What would you say is the skill you most need to improve?
Letting go! I am a perfectionist to the core and I’ve realized it can be a negative trait. I need to learn to let go of the little things and concentrate on what actually needs to be done in the moment.
What’s your ultimate dream job? Do you plan to expand your business in the future?
I’m lucky enough to say it’s what I’m doing. We hope to build up our market garden and expand our compost production, but at the end of the day, if my business can support me and my partner, I can’t think of anything I’d rather be doing.
What does success look like to you?
Success is being able to spend time doing the things you love, whether it be work, travel, or something creative. I’d rather love my job, have a small house, an older car and a reasonable lifestyle than work myself to death for material objects. Those things have never brought me joy.
What helps you wind down and manage stress?

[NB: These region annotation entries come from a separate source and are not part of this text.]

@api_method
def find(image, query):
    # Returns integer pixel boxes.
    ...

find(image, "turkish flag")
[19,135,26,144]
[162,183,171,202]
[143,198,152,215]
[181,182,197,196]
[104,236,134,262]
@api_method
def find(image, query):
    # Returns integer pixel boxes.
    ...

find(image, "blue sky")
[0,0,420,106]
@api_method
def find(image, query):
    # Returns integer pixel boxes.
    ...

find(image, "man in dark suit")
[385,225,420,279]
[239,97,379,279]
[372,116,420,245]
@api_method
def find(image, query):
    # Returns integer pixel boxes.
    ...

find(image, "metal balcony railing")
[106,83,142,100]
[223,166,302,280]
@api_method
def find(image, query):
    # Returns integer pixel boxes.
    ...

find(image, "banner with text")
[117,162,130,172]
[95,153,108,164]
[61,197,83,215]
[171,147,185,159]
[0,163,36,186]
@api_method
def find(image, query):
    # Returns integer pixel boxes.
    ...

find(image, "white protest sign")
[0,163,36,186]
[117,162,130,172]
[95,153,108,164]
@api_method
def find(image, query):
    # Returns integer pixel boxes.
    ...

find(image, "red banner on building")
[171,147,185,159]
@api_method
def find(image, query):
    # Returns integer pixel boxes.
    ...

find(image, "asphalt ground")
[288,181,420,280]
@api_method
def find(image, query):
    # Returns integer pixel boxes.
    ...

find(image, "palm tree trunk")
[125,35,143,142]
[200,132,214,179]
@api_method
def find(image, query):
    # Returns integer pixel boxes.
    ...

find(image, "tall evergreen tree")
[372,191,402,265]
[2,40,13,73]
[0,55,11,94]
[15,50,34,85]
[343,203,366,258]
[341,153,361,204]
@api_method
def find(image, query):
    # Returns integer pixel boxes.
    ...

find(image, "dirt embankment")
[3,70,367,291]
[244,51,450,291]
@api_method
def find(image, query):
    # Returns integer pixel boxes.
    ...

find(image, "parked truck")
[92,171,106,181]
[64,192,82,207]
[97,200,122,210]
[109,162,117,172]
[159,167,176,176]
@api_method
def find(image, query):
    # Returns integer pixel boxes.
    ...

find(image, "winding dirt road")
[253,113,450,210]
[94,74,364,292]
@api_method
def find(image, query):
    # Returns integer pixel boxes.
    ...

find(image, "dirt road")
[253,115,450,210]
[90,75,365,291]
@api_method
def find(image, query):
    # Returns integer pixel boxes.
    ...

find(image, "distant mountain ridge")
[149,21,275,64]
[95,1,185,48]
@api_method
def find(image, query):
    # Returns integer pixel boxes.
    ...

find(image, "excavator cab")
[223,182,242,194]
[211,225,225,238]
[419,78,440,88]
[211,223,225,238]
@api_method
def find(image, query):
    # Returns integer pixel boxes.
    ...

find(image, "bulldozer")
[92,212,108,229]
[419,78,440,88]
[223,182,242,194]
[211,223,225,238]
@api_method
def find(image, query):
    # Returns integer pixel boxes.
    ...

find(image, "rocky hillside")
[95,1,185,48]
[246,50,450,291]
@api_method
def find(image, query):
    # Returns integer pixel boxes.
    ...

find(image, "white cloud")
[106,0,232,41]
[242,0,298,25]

The beach is always a huge release for me. I practiced yoga regularly for close to a decade, and that helped immensely with stress, but I’ve gotten away from it in my first two years of business. When I’m extremely busy I try to take five minutes every day to stop, sit and breathe deeply. It’s not the same, but it makes a difference.
What are your goals for the future?
My partner Skyler and I are in the process of purchasing a 2-acre property in town, where we will be able to build a home and expand Dog Day. My main goal is to organize and streamline as much of my business as possible while keeping my expenses and lifestyle affordable, so Skyler and I can take time off every summer and winter to travel. I want to continue to grow my business and serve Saint Augustine, but never to the point where I miss out on the important experiences in life.
Career and/or life advice for other babes?
Pick a career that you love instead of one that looks impressive on paper. This process has taught me that I'd rather be broke and happy than wealthy and unfulfilled. At the end of the day, if you're passionate about your work, others will be drawn to you.